20th Annual Teaching & Learning Conference at Elon University

Elon University welcomes university and college educators to the 20th Annual Teaching & Learning Conference on Tuesday, August 13th, 2024. This free, fully-virtual conference is sponsored jointly by Elon’s Center for the Advancement of Teaching and Learning (CATL) and Teaching and Learning Technologies (TLT). Proposal submissions are now open.

Conference Theme: Divergent Teaching: Empathy, Rigor, and Beyond

Divergent thinking entails creatively exploring multiple avenues to address a problem. This year at Elon’s 20th annual Teaching and Learning conference we explore divergent teaching, considering multiple ways to take on the challenges of college teaching as we work with a new population of learners. How do we as instructors teach creatively and inclusively while emphasizing the importance of empathy and innovative pedagogical approaches?

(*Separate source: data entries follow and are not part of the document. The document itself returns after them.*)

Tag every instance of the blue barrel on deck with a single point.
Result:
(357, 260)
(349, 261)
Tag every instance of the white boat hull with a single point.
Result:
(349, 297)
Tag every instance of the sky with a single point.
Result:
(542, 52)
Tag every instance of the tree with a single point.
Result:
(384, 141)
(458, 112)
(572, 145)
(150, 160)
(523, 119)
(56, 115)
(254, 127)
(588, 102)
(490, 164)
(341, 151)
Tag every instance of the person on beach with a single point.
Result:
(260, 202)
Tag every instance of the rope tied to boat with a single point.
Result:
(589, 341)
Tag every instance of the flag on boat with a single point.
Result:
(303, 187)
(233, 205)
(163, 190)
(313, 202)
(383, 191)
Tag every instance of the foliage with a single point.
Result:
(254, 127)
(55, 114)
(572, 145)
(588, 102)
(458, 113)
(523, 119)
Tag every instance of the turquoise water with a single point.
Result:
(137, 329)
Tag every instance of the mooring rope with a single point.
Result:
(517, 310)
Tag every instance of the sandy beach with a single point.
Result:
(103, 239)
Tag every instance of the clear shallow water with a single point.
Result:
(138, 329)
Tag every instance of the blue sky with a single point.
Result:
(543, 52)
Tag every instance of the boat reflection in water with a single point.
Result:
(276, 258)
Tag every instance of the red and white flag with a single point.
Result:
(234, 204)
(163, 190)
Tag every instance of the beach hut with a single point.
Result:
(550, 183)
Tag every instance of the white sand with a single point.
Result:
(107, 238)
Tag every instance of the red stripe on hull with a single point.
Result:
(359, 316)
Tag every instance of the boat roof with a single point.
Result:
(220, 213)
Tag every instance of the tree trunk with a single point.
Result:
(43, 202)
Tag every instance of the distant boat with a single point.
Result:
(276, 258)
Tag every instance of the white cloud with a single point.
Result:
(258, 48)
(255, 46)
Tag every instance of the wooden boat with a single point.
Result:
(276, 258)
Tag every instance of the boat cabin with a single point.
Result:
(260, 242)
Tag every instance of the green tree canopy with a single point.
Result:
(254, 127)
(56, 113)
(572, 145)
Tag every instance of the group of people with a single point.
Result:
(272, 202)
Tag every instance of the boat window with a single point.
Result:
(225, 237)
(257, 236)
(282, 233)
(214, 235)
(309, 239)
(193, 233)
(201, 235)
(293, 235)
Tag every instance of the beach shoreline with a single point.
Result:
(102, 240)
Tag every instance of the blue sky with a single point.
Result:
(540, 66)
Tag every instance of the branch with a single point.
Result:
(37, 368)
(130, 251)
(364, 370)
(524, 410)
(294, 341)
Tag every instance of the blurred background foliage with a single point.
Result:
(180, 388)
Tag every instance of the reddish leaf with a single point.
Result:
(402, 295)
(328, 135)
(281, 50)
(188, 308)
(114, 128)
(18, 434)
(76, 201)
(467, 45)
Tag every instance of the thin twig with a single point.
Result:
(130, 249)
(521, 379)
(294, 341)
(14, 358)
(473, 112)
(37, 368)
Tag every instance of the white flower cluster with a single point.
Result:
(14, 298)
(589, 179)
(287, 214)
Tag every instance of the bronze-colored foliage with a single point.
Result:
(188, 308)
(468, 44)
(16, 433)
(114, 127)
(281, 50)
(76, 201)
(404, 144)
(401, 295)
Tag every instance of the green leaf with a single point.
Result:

Proposals may wish to consider the following subthemes:
  • How do we recognize and find new ways to connect with today’s students? How do we support, recognize, and articulate this work in tangible and meaningful ways?
  • How can we acknowledge and embrace neurodivergence on our campuses, recognizing it as an integral facet of identity? Given the diversity among neurodivergent individuals, how do we enhance our understanding of neurodiversity and neurodivergence to benefit everyone’s learning?
  • How do we consider multiple approaches to teaching and learning while still acknowledging and appreciating the importance of health and well-being, particularly during periods of liminality and change?
  • How do we center inclusive practices and encourage creative thinking and learning? What does this look like in our course design, assessment choices, and instructional practices?
  • How do we cultivate creative processes in our teaching and for our students? How can we teach students that creative and innovative thinking is a practice that can be refined and improved?
  • How can divergent spaces, places, and community help us define, subvert, and/or empower ways in which students experience learning?
We invite proposals for three session types:
  • Interactive Workshop: 50-minute evidence-based workshop
  • Innovative Pedagogical Strategy: 25-minute presentations highlighting a teaching strategy and its impact
  • Speed Teaching: 10-minute presentation followed by Q&A in a group of three presenters

Proposal submissions are now open. The submission deadline for this year’s conference is Friday, April 5th at 11:59pm EST, and presenter slots are limited. For questions, please contact tlc@elon.edu.

 

About our Keynote Speaker

Profile photo of Kevin Gannon

Kevin Gannon is the Director of the Center for the Advancement of Faculty Excellence (CAFE) and Professor of History at Queens University of Charlotte.

His teaching, research, and public work (including writing) centers on critical and inclusive pedagogy; race, history, and justice; and technology and teaching. He writes semi-regularly for The Chronicle of Higher Education), and his essays on higher education have also been published in Vox and other media outlets. His book Radical Hope: A Teaching Manifesto, was published by West Virginia University press in Spring, 2020, as part of their Teaching and Learning in Higher Education series, edited by James M. Lang. His scholarly work centers on Race and Racisms, Critical and Inclusive Pedagogy, nineteenth-century history (particularly the United States and the Americas), and historiography and theory. As an educational developer, he works closely with faculty, staff, and administration to promote excellence and innovation in teaching, and to support faculty work across the areas of teaching, scholarship, and university service. He is a fierce advocate for professional development in all its manifestations, active learning, scholarly teaching, good technology, social justice, movable furniture, and humor in any environment.

Annual Elon Faculty Plenary

For this year’s Elon Faculty Plenary, we will explore the intersection of design, technology, and creativity to foster learning opportunities in unconventional spaces. We’ll examine how non-traditional learning spaces (ex. Maker hub, outdoor classroom, flipped classroom) create dynamic learning environments that cater to diverse needs and promote inclusivity. Additionally, we will discuss how we can make non-traditional learning spaces more inclusive by incorporating technology and/or other accommodations.

Panelists will speak individually for 6 – 8 minutes, and answer the following prompts:

  • Provide some background about a space in which you work/teach. How does this space differ from a “traditional” classroom?
  • What are some equity implications surrounding your learning space, and what are some strategies you have implemented to overcome barriers to access and participation?
  • Does your space’s design or use of technology play a role in enhancing your learning space? If so, how?
    (Technology in this context does not just refer to modern technology, but any tools, techniques, or processes that are used to change or enhance the learning environment.)

Following the presentations, we will have time for questions from the audience and/or additional questions from the session moderator.